Learning Photography Together with Your Child


Photo by Mike Browne

Photography had grown into one of the most practiced and accessible activities. However, it is still argued whether it should be called a new established art, or remain just a hobby. Doing photography might seem an easy process, yet, it is important to understand how it works in order to create something valuable.

The photography art tools have evolved from film camera to digital camera, counting many accompanying features like camera controls, filters, the variability of pixels, etc. In the last 10 years photography has progressed, making the process of taking and sharing photos more accessible. 

As the last century had proved, photography is turning into a way of communication, making it fast and efficient. It is one of the ways to talk with the whole world, posting photos on Instagram, Facebook, Twitter, blogs, etc. This way, sharing photos has taken large proportions, turning into much more than just keeping the memories of the certain moments in a person’s life.

The best way to introduce your child to the photography is to show the world through the lense of a camera. You can interest your child, showing the beauty of a “frozen moment” be it a colorful flower, an unusual view of a river or the clouds in the sky. Learn together about general steps in taking pictures and in handling the camera. That is the best way not only to refresh your knowledge in photography, but also to motivate your child, showing your interest for this occupation.

You can show your child how to catch the special moments in his life on the digital device, rendering it as a picture. Getting a few basic tips on artistic exposure would turn ordinary shots into pieces of art. This would be a great way to engage your children into doing something exciting, developing their artistic culture and sense of beauty.

Thus, in order to get into this atmosphere of photography, we would recommend taking into account some advice for you and your child to follow, while learning to handle the art of photography.
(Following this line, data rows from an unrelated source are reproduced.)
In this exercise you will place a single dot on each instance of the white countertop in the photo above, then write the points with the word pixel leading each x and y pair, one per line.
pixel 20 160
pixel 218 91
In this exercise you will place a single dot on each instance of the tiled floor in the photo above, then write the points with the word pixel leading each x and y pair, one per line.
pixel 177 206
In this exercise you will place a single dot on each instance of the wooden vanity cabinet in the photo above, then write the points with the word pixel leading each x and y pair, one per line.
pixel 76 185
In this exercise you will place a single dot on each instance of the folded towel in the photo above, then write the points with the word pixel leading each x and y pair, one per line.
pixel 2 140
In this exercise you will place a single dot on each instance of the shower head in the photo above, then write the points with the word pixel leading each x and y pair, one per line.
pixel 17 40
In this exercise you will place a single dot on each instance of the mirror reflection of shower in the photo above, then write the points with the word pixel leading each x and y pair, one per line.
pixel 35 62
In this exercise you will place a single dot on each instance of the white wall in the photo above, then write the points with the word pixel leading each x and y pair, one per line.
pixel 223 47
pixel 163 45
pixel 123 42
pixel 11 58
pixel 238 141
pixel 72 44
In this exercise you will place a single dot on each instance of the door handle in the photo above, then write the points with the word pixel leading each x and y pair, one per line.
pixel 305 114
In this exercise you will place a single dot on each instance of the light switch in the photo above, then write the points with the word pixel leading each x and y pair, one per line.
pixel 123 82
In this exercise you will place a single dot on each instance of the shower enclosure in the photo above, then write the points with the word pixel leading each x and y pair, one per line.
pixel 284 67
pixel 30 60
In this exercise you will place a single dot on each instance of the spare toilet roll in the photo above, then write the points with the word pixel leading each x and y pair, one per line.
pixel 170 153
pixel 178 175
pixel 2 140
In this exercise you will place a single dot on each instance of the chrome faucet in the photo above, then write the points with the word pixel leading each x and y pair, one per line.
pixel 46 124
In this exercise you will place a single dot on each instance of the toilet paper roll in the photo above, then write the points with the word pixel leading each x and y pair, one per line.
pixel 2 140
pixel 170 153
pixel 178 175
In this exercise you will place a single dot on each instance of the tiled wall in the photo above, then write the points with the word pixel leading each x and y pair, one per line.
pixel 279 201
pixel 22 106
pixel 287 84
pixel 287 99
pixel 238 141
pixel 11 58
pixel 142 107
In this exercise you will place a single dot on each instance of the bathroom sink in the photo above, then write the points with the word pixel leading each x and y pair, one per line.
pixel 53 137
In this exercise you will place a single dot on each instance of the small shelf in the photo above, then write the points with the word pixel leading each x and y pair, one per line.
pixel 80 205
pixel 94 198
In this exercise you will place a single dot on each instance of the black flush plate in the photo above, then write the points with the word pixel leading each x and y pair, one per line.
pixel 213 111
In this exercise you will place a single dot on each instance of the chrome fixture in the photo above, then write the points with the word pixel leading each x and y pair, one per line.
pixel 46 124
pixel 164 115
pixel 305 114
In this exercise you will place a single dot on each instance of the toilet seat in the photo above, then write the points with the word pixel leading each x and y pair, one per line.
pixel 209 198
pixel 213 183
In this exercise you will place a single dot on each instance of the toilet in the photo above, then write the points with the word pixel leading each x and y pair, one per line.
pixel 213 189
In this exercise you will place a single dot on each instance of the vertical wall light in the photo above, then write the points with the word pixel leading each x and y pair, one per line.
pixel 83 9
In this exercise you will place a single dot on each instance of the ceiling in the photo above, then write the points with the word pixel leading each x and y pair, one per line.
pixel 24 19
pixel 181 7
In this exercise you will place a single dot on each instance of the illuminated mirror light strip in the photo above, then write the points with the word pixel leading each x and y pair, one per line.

  1. Decide on the camera you want to use for taking pictures. There is a large range of cameras: professional, simple digital, or the one in your mobile device. Since your child would experiment with the first hundreds shots, take into consideration that this camera will be carried anytime, everywhere. A perfect option for the beginning would be single-use cameras, cheap and fitting for your children’s testing period.
  2. Organize photo walks together in the parks, taking pictures of people, animals, nature, objects, and everything that gets your child’s attention. Take turns with your child, and teach by showing rather than indicating what to do. Be open to experiments, children are often considered to be more intuitively artistic than adults.
  3. Try to make stories out of photos that you are taking together with your child. Encourage your child to use imagination while photographing people or nature. Give an example, telling a story yourself, adding some fictional details. A story with photos as a visual support would make this hobby exciting and unusual. Children would love to make these stories up, turning this into a wonderful experience.
  4. Check for interesting photos with topics like sunset, flowers, animals, so that you could recreate them with your child. Find paper based photos, in magazines or printed photos, using the direct visual and kinesthetic approaches that would enhance your child’s emotions, making him want to do the same.
  5. Try to use and show simple camera settings to your child: the focus, the far – close controls, the lens, etc. Show your child the result after using these settings. Explain one difference at a time, so that you don’t overwhelm your child with the variety of options.
  6. Review all the taken photos together at home, preferably on the big screen and learn to select photos that have a meaning for both you and your child. Be ready for the fact that at least a third of the photos taken will not satisfy your child’s expectations, so be patient and delicate with your child’s works and decisions.
  7. Print some of the photos and give them as presents to friends and relatives, deciding with your child what goes where. Keep a few best shots at home, hanging them on the wall or placing in the frames on the tables. This will show that his artistic experiments are important for the whole family.

Practicing this activity together might emerge from a few weeks’ experiment into a time lasting hobby or even a profession. Your child’s curiosity may deepen into a far-going passion, especially now when online courses, professional literature, magazines and classes on photography are available; and a camera with auxiliary tools is perceived as an ordinary thing to have. And even if your child will never become a professional photographer, he will learn to feel the magic of a passing moment caught by the lens of the camera.